Morphology in Hybrid Oxide/Polymer Core-Shell Nanowire Photovoltaics

We use first principles theory (DFT) to gain insight into the Poly(3-hexylthiophene) (P3HT)-ZnO nanowire binding morphologywhere the P3HT is bound to ZnO via SiO$_3$ linkers [1]: understanding the experimentally realized morphology is the first step in trying to predict and enhance electronic energy alignments conducive to photovoltaic operation. For large diameter ZnO nanowires, the morphology is that of P3HT bound to the ($10\overline{1}0$) surface of ZnO. The existence of a lattice mismatch of the ZnO surface and the polymer backbone creates a competition between linker binding and strain energy.
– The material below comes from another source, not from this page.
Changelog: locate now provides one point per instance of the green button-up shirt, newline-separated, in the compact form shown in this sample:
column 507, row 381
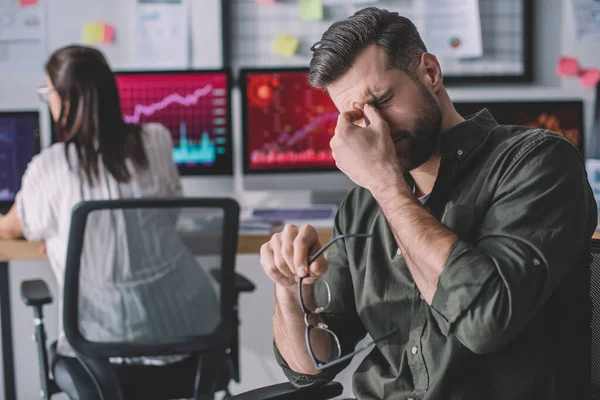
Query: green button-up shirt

We solve this realization of the classic Frenkel-Kontorova model based on ab initio parameters to obtain the lowest energy binding morphology on the surface. For small ZnO nanwire diameters, curvature effects become important: the P3HT polymer must bend around the nanowire, and the reduction of linker spacing due to curvature enlarges the lattice mismatch for helical wrappings. We use DFT to estimate these curvature energies, and we predict a morphology change from helical wrapping to linear alignment with the nanowire axis at a diameter close to 25 nm. [1] S. Zhang, Adv. Mater. (in press, 2011).